Internet access returns to Afghanistan after Taliban blackout

The Internet and Telecom services are restored in Afghanistan after a country’s provocation of widespread condemnation by the Taliban government.
Local reporters, internet monitor Netblocks’un live network data, the connection of the “partial restoration”, said the communication continues between the provinces, he said.
A resource close to the government confirmed that the BBC Afghan returned to Afghan with the special order of the Taliban Prime Minister.
The 48 -hour dimming has overturned businesses and flights, and has increased the fear of further isolating women and daughters, who have been seriously eroded since the Taliban returned to power in 2021.
On Wednesday, a man who visited a series of fields in Kabul Kabul told BBC Afghan: “Everyone is happy, holding their mobile phones and talking to their relatives.
“From women to men and their suitors [a member of the Taliban]After the services were restored, each of them was talking on the phones. Now there are more crowded in the city. “
The government did not make an official statement to close.
However, last month, the Taliban Governor of Balkh in the northern province of Balkh said that internet access was blocked for “menstrual prevention”.
Since his return to power, the Taliban has imposed many restrictions in accordance with the interpretation of the Islamic Sharia Law.
Afghan women told the BBC that the Internet is a life line for the outside world because the Taliban banned the education of girls over 12 years of age.

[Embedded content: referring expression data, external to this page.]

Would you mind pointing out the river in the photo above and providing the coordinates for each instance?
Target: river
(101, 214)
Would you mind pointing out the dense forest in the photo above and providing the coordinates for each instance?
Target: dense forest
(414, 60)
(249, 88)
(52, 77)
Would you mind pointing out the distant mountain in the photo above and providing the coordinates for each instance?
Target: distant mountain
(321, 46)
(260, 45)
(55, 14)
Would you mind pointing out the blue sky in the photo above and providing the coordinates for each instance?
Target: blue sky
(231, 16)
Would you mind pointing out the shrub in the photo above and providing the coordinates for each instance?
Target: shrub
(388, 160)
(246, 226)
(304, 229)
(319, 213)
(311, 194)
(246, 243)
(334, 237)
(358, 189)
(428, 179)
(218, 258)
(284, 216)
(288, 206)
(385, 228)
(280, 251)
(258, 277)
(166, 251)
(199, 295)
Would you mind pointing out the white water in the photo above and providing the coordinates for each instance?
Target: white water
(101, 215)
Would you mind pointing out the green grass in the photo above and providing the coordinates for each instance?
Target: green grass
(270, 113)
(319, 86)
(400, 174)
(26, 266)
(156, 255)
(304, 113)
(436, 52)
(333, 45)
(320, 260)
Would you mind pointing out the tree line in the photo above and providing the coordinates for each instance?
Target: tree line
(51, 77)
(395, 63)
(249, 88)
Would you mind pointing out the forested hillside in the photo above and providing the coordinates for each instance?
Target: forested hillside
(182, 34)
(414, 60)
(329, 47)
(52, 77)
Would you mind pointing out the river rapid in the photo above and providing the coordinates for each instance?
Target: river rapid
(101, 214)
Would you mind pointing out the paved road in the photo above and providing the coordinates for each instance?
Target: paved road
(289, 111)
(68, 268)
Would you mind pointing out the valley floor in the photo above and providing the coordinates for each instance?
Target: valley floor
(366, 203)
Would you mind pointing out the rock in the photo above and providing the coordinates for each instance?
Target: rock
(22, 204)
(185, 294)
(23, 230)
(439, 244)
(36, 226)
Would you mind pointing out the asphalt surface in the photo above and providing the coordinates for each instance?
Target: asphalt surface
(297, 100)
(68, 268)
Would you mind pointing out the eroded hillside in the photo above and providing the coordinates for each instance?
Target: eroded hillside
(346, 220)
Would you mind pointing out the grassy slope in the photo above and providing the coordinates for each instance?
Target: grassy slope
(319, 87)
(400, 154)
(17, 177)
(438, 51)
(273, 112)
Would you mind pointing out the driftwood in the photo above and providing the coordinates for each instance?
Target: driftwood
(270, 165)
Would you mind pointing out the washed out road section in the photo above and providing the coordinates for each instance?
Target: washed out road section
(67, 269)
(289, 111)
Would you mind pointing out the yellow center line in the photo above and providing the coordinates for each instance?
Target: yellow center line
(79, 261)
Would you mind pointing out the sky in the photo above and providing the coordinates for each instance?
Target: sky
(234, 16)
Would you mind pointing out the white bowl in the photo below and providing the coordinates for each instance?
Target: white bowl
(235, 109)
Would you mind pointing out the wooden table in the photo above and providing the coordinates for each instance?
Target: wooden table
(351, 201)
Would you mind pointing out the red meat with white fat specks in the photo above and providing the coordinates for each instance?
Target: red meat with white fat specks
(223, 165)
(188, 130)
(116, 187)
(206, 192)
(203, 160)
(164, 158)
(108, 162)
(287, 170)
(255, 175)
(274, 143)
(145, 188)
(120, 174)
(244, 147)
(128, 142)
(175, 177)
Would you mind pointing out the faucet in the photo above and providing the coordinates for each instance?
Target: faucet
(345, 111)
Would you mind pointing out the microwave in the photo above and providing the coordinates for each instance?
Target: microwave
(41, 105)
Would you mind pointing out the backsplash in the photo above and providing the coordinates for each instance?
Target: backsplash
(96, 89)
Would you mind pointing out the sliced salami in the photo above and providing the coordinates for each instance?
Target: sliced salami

Women’s business options were also seriously restricted and books written by women in September were removed from the universities.
Following the closure of the internet on Monday, the United Nations said that Afghanistan has almost completely cut off the outside world. The minister gave the risk of “threatening economic stability and making significant damage to the Afghan people, including further worsening one of the worst human crises in the world”.